May 19, 2011

Restored Working Habits.

Having spent the last two years working in the public sector, mainly the public school system (ranging from Elementary to University), is, by far the most challenging thing I have ever done. College was a sweet summer breeze in comparison to the long hours, little pay, the disproportionate number of students:me, demands of a collapsing school system, undocumented students politic, and well, working in a strange melting pot of race where I continually am too hyper-aware of my own race, my own racial baggage as a white female going into a school composed almost entirely of Hispanics and African-Americans.

It is one thing to read about the system, it is another thing entirely to experience it.

However, one of my students gave me a card, and inside, there was a scribbled letter that read,

"I've had an amazing time with you this year. I can't tell you how thankful I am to have met you. I needed the 'realist' point of view you have given me. I really have loved connecting with you these past couple months. I know we will always talk through my college years. I hope to always keep in touch.

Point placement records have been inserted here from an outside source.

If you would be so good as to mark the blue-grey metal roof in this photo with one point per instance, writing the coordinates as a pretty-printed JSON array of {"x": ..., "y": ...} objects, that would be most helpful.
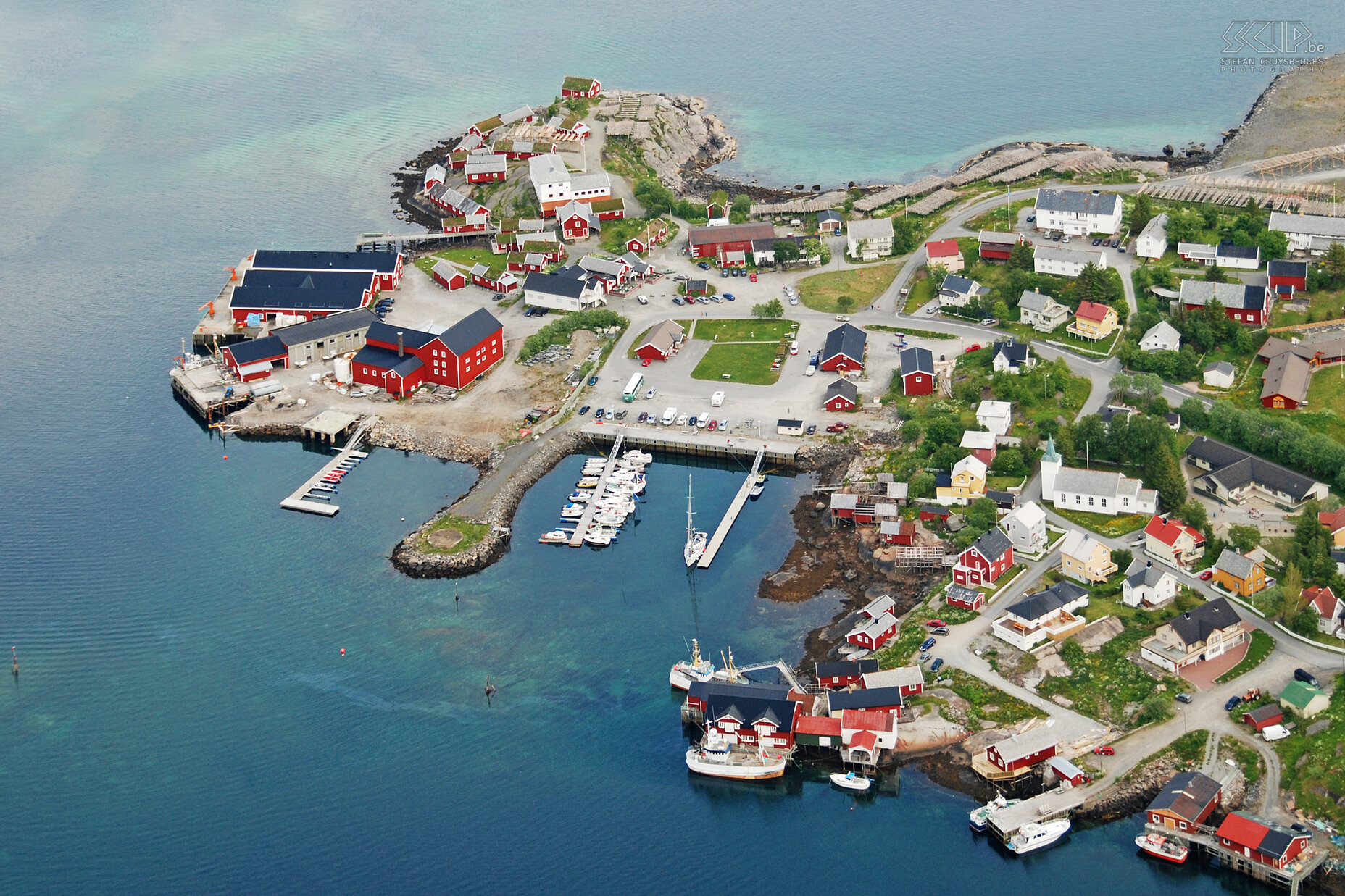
[{"x": 299, "y": 259}]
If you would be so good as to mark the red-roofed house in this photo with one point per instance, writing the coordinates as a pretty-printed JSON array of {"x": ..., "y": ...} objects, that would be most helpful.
[
  {"x": 1173, "y": 541},
  {"x": 1336, "y": 524},
  {"x": 947, "y": 254},
  {"x": 1259, "y": 840}
]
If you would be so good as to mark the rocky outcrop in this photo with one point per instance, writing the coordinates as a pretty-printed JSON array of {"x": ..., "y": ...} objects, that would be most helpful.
[{"x": 499, "y": 514}]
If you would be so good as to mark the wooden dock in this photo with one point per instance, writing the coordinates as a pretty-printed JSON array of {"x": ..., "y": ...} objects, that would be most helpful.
[
  {"x": 299, "y": 500},
  {"x": 732, "y": 513},
  {"x": 591, "y": 509}
]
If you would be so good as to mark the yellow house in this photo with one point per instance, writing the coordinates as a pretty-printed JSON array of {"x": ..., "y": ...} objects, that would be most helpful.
[
  {"x": 1241, "y": 575},
  {"x": 1086, "y": 558},
  {"x": 966, "y": 482},
  {"x": 1094, "y": 320}
]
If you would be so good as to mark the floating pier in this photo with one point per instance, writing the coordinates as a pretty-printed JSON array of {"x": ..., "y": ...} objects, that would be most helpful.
[
  {"x": 299, "y": 500},
  {"x": 732, "y": 513}
]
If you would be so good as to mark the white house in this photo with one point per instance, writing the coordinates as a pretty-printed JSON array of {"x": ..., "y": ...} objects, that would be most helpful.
[
  {"x": 869, "y": 238},
  {"x": 1078, "y": 212},
  {"x": 1309, "y": 233},
  {"x": 1161, "y": 337},
  {"x": 1220, "y": 374},
  {"x": 1041, "y": 312},
  {"x": 1027, "y": 528},
  {"x": 1152, "y": 241},
  {"x": 996, "y": 416},
  {"x": 1065, "y": 261},
  {"x": 1148, "y": 585}
]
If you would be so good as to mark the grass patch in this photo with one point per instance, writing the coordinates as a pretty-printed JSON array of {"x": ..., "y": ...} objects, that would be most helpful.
[
  {"x": 1104, "y": 525},
  {"x": 743, "y": 330},
  {"x": 744, "y": 362},
  {"x": 862, "y": 284},
  {"x": 986, "y": 701},
  {"x": 451, "y": 536},
  {"x": 1261, "y": 648}
]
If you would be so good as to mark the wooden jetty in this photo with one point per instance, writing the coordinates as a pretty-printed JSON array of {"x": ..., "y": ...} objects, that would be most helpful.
[
  {"x": 591, "y": 509},
  {"x": 732, "y": 513},
  {"x": 299, "y": 500}
]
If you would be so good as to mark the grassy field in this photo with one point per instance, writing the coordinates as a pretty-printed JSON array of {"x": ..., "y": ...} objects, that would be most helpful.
[
  {"x": 471, "y": 535},
  {"x": 1104, "y": 525},
  {"x": 743, "y": 330},
  {"x": 862, "y": 284},
  {"x": 744, "y": 362},
  {"x": 1262, "y": 648}
]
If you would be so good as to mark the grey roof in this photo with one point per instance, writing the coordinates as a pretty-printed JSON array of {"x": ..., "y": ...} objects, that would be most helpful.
[
  {"x": 1235, "y": 564},
  {"x": 916, "y": 359},
  {"x": 1202, "y": 622},
  {"x": 554, "y": 285},
  {"x": 1231, "y": 295},
  {"x": 842, "y": 386},
  {"x": 1236, "y": 469},
  {"x": 1078, "y": 201},
  {"x": 991, "y": 545},
  {"x": 1046, "y": 602},
  {"x": 848, "y": 340}
]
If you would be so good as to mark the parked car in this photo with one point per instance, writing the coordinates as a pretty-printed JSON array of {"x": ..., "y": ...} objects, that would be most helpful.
[{"x": 1307, "y": 677}]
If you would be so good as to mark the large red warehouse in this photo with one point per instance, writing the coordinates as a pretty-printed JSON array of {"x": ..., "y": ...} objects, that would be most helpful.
[{"x": 401, "y": 359}]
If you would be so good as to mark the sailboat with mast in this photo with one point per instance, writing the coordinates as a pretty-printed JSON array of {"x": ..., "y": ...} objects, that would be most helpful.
[{"x": 696, "y": 540}]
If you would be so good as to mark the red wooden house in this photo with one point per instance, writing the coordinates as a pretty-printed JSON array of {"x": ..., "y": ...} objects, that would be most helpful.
[
  {"x": 1259, "y": 840},
  {"x": 583, "y": 88},
  {"x": 1024, "y": 751},
  {"x": 916, "y": 372},
  {"x": 965, "y": 598},
  {"x": 400, "y": 361},
  {"x": 844, "y": 673},
  {"x": 985, "y": 560}
]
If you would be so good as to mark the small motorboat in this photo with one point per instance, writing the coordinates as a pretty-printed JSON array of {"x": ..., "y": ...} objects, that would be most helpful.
[
  {"x": 849, "y": 781},
  {"x": 1164, "y": 848}
]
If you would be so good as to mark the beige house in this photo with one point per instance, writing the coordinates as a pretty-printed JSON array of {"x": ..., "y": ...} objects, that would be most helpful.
[{"x": 1086, "y": 558}]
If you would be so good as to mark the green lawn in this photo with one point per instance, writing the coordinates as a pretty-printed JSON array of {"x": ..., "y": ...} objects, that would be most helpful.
[
  {"x": 743, "y": 330},
  {"x": 1262, "y": 648},
  {"x": 862, "y": 284},
  {"x": 744, "y": 362},
  {"x": 1104, "y": 525}
]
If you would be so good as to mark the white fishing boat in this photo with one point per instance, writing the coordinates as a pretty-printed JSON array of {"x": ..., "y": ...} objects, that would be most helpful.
[
  {"x": 1035, "y": 836},
  {"x": 683, "y": 673},
  {"x": 716, "y": 756},
  {"x": 849, "y": 781},
  {"x": 982, "y": 814},
  {"x": 1165, "y": 848},
  {"x": 696, "y": 540}
]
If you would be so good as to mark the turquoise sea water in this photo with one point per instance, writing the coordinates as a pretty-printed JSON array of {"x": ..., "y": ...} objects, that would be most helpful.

"ps. I will never forget you because you have truly made a great impact on my life"


I guess, I would say, working in the public sector sucks, for a lack of a better term.  It's not a lucrative career for someone in their mid-twenties trying to get their feet on the ground monetarily, have a life outside of work, try and maintain a social network.  And with recent budget cuts, the jobs are slim pickings and incredibly competitive.

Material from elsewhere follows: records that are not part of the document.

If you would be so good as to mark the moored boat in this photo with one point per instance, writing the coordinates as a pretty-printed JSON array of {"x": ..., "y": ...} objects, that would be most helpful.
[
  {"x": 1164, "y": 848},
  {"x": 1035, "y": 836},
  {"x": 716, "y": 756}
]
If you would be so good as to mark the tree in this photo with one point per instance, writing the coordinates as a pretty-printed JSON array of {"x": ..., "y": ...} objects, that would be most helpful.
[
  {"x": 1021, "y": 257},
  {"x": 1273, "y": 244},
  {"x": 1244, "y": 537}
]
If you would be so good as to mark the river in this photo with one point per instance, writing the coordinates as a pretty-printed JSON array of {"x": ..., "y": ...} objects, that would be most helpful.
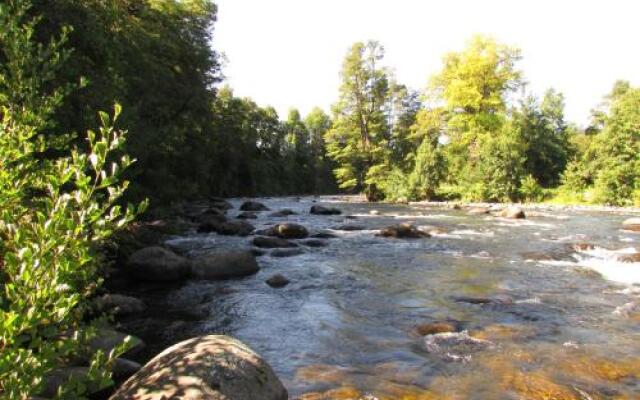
[{"x": 542, "y": 307}]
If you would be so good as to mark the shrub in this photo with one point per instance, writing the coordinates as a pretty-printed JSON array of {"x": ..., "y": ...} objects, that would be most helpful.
[{"x": 54, "y": 213}]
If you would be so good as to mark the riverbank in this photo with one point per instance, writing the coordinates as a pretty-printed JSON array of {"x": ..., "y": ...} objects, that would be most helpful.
[{"x": 351, "y": 313}]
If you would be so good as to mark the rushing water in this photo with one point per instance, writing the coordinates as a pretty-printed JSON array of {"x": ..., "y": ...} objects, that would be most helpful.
[{"x": 533, "y": 320}]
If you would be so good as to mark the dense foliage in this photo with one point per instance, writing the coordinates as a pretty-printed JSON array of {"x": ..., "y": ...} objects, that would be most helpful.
[
  {"x": 475, "y": 134},
  {"x": 54, "y": 213},
  {"x": 478, "y": 135}
]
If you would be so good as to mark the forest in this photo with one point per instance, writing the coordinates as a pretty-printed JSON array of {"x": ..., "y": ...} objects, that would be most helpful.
[{"x": 110, "y": 106}]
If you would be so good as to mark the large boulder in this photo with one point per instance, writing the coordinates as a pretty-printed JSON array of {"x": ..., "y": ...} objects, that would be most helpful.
[
  {"x": 119, "y": 304},
  {"x": 156, "y": 263},
  {"x": 253, "y": 206},
  {"x": 277, "y": 281},
  {"x": 403, "y": 231},
  {"x": 224, "y": 265},
  {"x": 631, "y": 224},
  {"x": 269, "y": 242},
  {"x": 210, "y": 367},
  {"x": 512, "y": 213},
  {"x": 321, "y": 210}
]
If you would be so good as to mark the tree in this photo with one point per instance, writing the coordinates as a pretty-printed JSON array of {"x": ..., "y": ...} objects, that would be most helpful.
[
  {"x": 611, "y": 163},
  {"x": 474, "y": 86},
  {"x": 54, "y": 214},
  {"x": 358, "y": 138},
  {"x": 318, "y": 123},
  {"x": 544, "y": 134}
]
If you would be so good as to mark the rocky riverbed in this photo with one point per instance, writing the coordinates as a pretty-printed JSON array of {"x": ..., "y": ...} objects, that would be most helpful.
[{"x": 349, "y": 300}]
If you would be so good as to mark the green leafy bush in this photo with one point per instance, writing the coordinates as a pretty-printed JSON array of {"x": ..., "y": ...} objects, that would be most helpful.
[
  {"x": 530, "y": 190},
  {"x": 54, "y": 213}
]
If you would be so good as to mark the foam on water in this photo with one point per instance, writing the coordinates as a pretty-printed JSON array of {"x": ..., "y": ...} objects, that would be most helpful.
[
  {"x": 605, "y": 262},
  {"x": 472, "y": 232}
]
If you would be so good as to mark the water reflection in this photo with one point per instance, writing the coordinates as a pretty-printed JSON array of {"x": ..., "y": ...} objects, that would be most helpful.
[{"x": 343, "y": 328}]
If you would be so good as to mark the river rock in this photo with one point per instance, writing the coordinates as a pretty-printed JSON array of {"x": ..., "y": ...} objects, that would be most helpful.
[
  {"x": 349, "y": 228},
  {"x": 277, "y": 281},
  {"x": 478, "y": 211},
  {"x": 247, "y": 215},
  {"x": 269, "y": 242},
  {"x": 224, "y": 265},
  {"x": 321, "y": 210},
  {"x": 286, "y": 252},
  {"x": 213, "y": 211},
  {"x": 315, "y": 243},
  {"x": 290, "y": 231},
  {"x": 431, "y": 328},
  {"x": 324, "y": 235},
  {"x": 211, "y": 367},
  {"x": 156, "y": 263},
  {"x": 119, "y": 304},
  {"x": 501, "y": 299},
  {"x": 630, "y": 258},
  {"x": 229, "y": 228},
  {"x": 631, "y": 224},
  {"x": 403, "y": 231},
  {"x": 220, "y": 204},
  {"x": 285, "y": 212},
  {"x": 512, "y": 213},
  {"x": 253, "y": 206},
  {"x": 582, "y": 246}
]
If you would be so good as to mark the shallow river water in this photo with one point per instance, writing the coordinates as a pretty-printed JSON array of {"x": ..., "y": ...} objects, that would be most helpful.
[{"x": 535, "y": 316}]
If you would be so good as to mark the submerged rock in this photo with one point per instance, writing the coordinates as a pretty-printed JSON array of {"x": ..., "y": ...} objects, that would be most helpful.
[
  {"x": 478, "y": 211},
  {"x": 455, "y": 346},
  {"x": 324, "y": 235},
  {"x": 431, "y": 328},
  {"x": 220, "y": 204},
  {"x": 247, "y": 215},
  {"x": 497, "y": 299},
  {"x": 283, "y": 213},
  {"x": 631, "y": 224},
  {"x": 403, "y": 231},
  {"x": 315, "y": 243},
  {"x": 630, "y": 258},
  {"x": 512, "y": 213},
  {"x": 253, "y": 206},
  {"x": 290, "y": 231},
  {"x": 349, "y": 228},
  {"x": 224, "y": 265},
  {"x": 229, "y": 228},
  {"x": 286, "y": 252},
  {"x": 269, "y": 242},
  {"x": 212, "y": 367},
  {"x": 119, "y": 304},
  {"x": 277, "y": 281},
  {"x": 156, "y": 263},
  {"x": 321, "y": 210}
]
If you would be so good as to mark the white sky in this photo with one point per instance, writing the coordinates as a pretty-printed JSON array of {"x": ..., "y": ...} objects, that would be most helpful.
[{"x": 288, "y": 53}]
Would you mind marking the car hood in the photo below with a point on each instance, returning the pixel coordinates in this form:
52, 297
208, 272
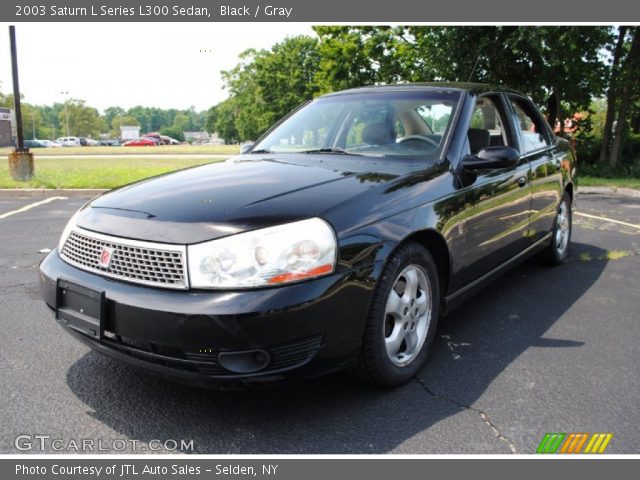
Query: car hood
241, 194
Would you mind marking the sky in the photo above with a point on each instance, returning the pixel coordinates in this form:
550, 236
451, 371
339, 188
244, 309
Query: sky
166, 65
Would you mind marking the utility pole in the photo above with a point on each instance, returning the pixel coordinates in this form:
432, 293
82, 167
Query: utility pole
66, 110
20, 160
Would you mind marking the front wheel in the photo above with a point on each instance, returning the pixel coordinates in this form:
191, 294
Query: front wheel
402, 319
558, 250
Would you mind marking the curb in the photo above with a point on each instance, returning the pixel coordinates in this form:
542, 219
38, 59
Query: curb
45, 192
626, 192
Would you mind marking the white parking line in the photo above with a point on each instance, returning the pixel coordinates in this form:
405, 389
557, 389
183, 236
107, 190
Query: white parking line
605, 219
30, 206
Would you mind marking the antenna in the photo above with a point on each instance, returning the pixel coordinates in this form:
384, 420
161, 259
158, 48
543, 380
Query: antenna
474, 68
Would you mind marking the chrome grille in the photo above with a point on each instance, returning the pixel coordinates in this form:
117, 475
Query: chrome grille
131, 260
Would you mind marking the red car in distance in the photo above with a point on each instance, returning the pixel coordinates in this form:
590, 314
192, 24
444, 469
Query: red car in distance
140, 142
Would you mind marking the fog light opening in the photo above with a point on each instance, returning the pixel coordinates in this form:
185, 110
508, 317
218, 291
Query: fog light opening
248, 361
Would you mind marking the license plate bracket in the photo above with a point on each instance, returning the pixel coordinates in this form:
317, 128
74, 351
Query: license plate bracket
81, 308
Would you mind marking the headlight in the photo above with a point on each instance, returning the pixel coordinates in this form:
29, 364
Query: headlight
67, 231
270, 256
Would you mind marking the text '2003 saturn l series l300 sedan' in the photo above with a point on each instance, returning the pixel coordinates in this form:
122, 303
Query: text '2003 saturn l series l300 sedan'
334, 242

Regardless, I love my job, which is something that I know most people my age cannot say. I work hard, and I deal with an incredible firing of stressors. However, at the end of the day, it's all worth it and it feels good.

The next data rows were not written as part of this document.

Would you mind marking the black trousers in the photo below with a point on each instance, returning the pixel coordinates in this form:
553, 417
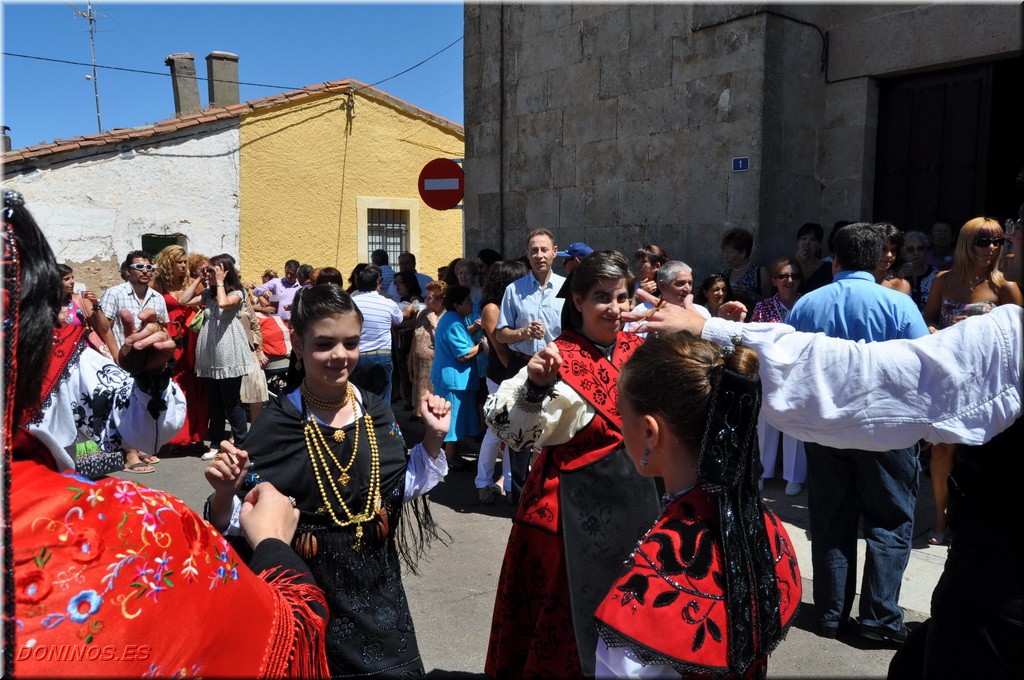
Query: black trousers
225, 400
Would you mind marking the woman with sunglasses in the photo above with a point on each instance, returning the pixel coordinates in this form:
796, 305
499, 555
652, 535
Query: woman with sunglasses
222, 355
974, 286
786, 274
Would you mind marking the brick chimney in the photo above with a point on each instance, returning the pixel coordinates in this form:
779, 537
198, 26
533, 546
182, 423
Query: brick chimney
184, 84
222, 75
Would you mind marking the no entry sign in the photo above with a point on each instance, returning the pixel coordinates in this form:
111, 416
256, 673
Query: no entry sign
441, 183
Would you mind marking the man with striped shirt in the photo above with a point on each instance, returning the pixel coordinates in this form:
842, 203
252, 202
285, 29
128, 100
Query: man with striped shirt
380, 314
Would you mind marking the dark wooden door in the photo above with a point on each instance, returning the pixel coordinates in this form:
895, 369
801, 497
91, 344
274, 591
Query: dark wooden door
933, 145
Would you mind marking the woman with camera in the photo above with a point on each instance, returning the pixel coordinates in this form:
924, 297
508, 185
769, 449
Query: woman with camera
222, 355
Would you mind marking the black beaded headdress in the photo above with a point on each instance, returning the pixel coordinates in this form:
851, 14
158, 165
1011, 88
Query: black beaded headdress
729, 467
11, 296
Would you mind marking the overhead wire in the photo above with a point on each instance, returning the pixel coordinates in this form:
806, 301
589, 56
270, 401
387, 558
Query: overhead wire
219, 80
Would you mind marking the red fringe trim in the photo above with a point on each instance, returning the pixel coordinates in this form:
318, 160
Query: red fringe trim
296, 646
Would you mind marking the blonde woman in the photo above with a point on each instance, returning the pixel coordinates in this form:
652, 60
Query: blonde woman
172, 280
974, 286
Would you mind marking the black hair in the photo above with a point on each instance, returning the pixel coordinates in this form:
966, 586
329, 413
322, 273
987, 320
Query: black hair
329, 275
38, 301
500, 275
456, 295
231, 282
600, 265
858, 246
700, 295
368, 279
316, 302
412, 283
894, 235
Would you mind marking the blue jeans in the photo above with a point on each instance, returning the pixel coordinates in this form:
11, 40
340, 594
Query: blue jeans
881, 489
373, 373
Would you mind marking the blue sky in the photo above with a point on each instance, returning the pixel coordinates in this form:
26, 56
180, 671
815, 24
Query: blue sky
293, 45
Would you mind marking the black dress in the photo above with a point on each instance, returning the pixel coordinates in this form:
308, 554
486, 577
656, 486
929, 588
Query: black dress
371, 628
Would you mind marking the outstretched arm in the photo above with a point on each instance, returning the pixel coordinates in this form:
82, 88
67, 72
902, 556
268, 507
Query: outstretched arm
962, 384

As I leave this industry, I have no idea how to operate in a regular job that doesn't serve the public or work on youth advocacy. I don't know how I am going to sit in a cubicle, make copies, merge excel spreadsheets, answer phones...or just have a job that pays me, just because it pays me. It all just seems so selfish and hollow. I wish everyone post-graduate could of had a two years of rewarding and internally fulfilling job. And, I know this sounds, but the experience in itself alters the way you view wage labor, worker's rights, public funding, large governmental systems and becomes a shining example  of all that 'crazy' social theory you spent four years learning.